Rupiah Menuju Kuartal III 2025: Di Bayang-bayang Tarif AS dan Tantangan Global, Berpotensi Sentuh Rp 16.700?
Kuartal III 2025 diproyeksikan menjadi periode krusial dan menantang bagi pasar finansial, khususnya pergerakan nilai tukar rupiah. Di tengah bayang-bayang ketidakpastian global, mata uang Garuda diperkirakan akan bergerak di kisaran Rp 16.000 hingga Rp 16.700 per dolar AS.
Meskipun indeks dolar AS (DXY) menunjukkan tren pelemahan, dengan penurunan 0,45% dalam sepekan terakhir dan 1,8% secara bulanan, hal ini tidak serta-merta menjamin aliran modal deras ke pasar berkembang seperti Indonesia.

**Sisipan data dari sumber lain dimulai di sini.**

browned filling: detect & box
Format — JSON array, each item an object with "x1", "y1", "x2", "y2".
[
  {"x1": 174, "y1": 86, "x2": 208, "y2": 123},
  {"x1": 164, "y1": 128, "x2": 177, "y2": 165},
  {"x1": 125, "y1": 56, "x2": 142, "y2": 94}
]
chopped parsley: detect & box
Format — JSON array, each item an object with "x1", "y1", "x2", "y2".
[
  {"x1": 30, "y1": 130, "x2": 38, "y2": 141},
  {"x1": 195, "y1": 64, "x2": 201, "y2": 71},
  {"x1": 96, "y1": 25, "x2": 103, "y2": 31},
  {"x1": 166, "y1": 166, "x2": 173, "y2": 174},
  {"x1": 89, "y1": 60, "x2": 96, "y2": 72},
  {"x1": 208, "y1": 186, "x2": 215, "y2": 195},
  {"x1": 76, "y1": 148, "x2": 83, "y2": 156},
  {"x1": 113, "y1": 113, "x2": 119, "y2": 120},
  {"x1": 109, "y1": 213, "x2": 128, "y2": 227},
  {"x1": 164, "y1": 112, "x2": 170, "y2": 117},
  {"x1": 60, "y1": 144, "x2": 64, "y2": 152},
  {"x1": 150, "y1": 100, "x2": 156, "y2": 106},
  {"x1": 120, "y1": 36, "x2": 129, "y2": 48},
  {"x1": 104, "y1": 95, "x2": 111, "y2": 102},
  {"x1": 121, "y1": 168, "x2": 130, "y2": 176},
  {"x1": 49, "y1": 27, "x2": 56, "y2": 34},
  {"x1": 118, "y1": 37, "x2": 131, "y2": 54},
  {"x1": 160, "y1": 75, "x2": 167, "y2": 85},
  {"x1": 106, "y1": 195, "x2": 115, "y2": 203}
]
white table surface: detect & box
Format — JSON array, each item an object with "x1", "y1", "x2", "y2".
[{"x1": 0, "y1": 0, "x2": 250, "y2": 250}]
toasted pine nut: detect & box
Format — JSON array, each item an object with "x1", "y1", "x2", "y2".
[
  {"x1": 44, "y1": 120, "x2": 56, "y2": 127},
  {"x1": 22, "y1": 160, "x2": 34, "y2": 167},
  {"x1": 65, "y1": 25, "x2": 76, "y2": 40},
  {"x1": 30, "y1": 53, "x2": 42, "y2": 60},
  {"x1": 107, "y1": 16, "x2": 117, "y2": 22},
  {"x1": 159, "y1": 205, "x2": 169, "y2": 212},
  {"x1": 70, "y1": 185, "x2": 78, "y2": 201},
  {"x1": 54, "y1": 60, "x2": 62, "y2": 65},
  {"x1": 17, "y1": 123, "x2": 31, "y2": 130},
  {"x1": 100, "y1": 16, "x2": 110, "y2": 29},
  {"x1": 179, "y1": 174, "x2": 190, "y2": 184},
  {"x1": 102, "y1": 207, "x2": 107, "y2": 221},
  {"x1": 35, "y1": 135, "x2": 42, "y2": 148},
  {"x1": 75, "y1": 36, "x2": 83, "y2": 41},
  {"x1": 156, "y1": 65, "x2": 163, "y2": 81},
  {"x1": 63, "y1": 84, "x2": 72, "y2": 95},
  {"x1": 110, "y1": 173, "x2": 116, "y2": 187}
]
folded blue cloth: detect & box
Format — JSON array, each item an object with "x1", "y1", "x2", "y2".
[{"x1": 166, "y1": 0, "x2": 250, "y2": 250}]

Menurut Presiden Komisioner HFX International Berjangka, Sutopo Widodo, investor global cenderung masih berhati-hati dan mencari aset yang dianggap lebih aman. Pada sore hari ini pukul 15.40 WIB, indeks dolar tercatat turun tipis 0,05% ke level 96,975.
Sutopo menjelaskan bahwa pelemahan DXY tidak otomatis menarik arus modal masuk dengan cepat ke pasar berkembang. Akibatnya, rupiah belum mampu menguat secara leluasa di tengah kondisi DXY yang melemah. Selain itu, likuiditas pasar domestik juga memainkan peran vital. Tanpa likuiditas yang mencukupi, atau jika ada tekanan jual dari investor, nilai tukar rupiah berpotensi tertekan meskipun dolar AS sedang melemah.

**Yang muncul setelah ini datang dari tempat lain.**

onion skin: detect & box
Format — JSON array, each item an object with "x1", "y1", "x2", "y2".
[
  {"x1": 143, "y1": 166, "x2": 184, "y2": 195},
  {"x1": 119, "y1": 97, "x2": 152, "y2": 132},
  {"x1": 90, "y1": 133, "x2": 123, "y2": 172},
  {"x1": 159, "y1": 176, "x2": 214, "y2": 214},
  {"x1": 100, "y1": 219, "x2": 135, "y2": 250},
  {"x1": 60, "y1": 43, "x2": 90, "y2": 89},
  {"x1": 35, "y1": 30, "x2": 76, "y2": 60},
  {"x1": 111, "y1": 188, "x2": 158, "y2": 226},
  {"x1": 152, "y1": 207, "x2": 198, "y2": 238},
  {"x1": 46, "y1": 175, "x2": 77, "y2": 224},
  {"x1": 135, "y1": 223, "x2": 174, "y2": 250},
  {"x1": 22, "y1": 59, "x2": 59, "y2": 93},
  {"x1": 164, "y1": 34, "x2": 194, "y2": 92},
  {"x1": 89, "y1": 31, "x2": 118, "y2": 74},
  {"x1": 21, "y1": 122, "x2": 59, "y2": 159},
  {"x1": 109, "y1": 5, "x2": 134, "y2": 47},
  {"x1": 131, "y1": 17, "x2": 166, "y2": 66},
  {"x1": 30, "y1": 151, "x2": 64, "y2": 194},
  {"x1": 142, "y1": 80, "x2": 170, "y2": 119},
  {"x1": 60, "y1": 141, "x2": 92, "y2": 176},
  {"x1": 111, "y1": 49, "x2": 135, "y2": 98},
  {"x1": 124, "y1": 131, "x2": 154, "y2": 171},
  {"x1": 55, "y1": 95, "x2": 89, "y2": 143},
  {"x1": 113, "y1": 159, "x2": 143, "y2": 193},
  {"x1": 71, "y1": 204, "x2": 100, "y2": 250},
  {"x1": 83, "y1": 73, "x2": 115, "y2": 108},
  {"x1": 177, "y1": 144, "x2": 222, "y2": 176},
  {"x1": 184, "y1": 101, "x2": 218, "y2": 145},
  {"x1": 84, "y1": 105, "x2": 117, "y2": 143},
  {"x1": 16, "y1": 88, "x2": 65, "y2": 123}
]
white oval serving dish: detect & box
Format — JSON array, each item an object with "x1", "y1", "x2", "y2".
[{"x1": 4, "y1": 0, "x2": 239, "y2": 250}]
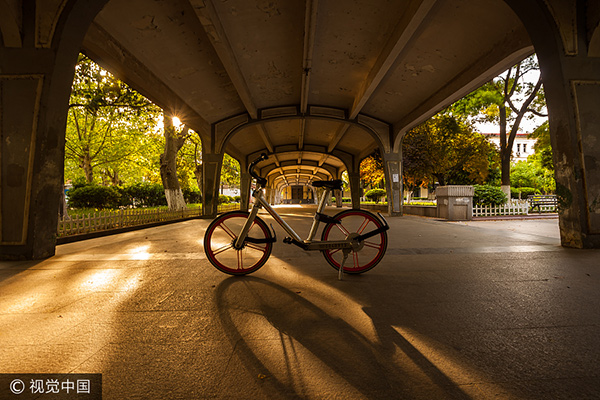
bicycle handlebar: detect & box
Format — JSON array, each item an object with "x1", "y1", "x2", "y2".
[{"x1": 248, "y1": 153, "x2": 269, "y2": 186}]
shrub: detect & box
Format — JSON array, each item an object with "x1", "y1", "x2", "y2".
[
  {"x1": 69, "y1": 184, "x2": 121, "y2": 209},
  {"x1": 182, "y1": 188, "x2": 202, "y2": 204},
  {"x1": 473, "y1": 185, "x2": 508, "y2": 206},
  {"x1": 510, "y1": 187, "x2": 540, "y2": 199},
  {"x1": 122, "y1": 183, "x2": 167, "y2": 207},
  {"x1": 365, "y1": 189, "x2": 386, "y2": 203},
  {"x1": 219, "y1": 194, "x2": 230, "y2": 204}
]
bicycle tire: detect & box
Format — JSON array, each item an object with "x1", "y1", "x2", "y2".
[
  {"x1": 321, "y1": 209, "x2": 387, "y2": 274},
  {"x1": 204, "y1": 211, "x2": 273, "y2": 275}
]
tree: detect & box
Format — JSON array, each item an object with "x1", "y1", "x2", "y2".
[
  {"x1": 221, "y1": 154, "x2": 240, "y2": 193},
  {"x1": 528, "y1": 121, "x2": 554, "y2": 172},
  {"x1": 449, "y1": 55, "x2": 546, "y2": 194},
  {"x1": 160, "y1": 113, "x2": 189, "y2": 210},
  {"x1": 359, "y1": 149, "x2": 385, "y2": 188},
  {"x1": 65, "y1": 54, "x2": 159, "y2": 184},
  {"x1": 402, "y1": 114, "x2": 498, "y2": 186}
]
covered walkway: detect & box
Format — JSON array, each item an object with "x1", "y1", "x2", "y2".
[{"x1": 0, "y1": 206, "x2": 600, "y2": 399}]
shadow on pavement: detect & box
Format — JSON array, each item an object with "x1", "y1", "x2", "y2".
[{"x1": 216, "y1": 277, "x2": 469, "y2": 399}]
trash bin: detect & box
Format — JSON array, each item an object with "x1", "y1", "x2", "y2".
[{"x1": 435, "y1": 185, "x2": 475, "y2": 221}]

Salah satu tantangan utama yang membayangi rupiah di Kuartal III 2025 adalah potensi migrasi modal ke aset *safe haven* begitu kebijakan tarif AS, yang penundaannya dijadwalkan berakhir pada Agustus mendatang, mulai diterapkan. Sutopo memperingatkan bahwa pergerakan DXY bisa bervariasi, namun potensi koreksi lebih lanjut mungkin terbatas dan justru dapat memberikan ancaman bagi rupiah.
Melihat kembali ke bulan April lalu, ketika DXY memasuki tren pelemahan setelah pengumuman kebijakan tarif oleh Trump, rupiah justru ikut melemah hingga hampir menyentuh Rp 17.000 per dolar AS. Hal ini terjadi seiring meningkatnya kekhawatiran pasar akan perang dagang. Jika skenario pemberlakuan tarif tersebut terulang, Sutopo menilai rupiah berpotensi kembali tertekan karena puncak ketegangan perang dagang cenderung memicu *capital outflow* dari pasar *emerging market*, termasuk Indonesia, di mana investor mengurangi eksposur mereka terhadap aset berisiko.
Untuk mengantisipasi risiko-risiko tersebut, Sutopo menekankan pentingnya dukungan dari sentimen domestik guna menjaga ketahanan rupiah. Faktor-faktor seperti pertumbuhan ekonomi, inflasi, dan cadangan devisa menjadi krusial. Sebagai informasi, pada Kuartal I 2025, Badan Pusat Statistik (BPS) mencatat pertumbuhan ekonomi Indonesia sebesar 4,87%, sedikit melambat dari periode yang sama tahun sebelumnya yang mencapai 5,02%. Sementara itu, inflasi tahunan per Juni 2025 berada di angka 1,87%, naik tipis dibanding bulan sebelumnya yang sebesar 1,6%.
Kabar baiknya, posisi cadangan devisa Indonesia per Mei 2025 berada di level US$ 152,5 miliar. Angka ini, menurut Sutopo, cukup memberikan ruang bagi Bank Indonesia (BI) untuk melakukan intervensi di pasar valuta asing jika rupiah benar-benar tertekan signifikan di tengah ketegangan global. Secara keseluruhan, upaya menjaga daya tarik investasi, percepatan proyek-proyek infrastruktur, dan peningkatan ekspor juga menjadi strategi penting pemerintah untuk memperkuat fundamental perekonomian.
Dengan mempertimbangkan berbagai faktor tekanan global, Sutopo memprediksi rupiah akan bergerak dalam rentang Rp 16.000–Rp 16.700 selama Kuartal III 2025. Namun, ia mengingatkan bahwa pergerakan nilai tukar ini sangat dinamis dan dapat berubah sewaktu-waktu, bergantung pada perkembangan terkini dari risiko global, terutama terkait ketegangan perdagangan dan kebijakan moneter negara-negara maju.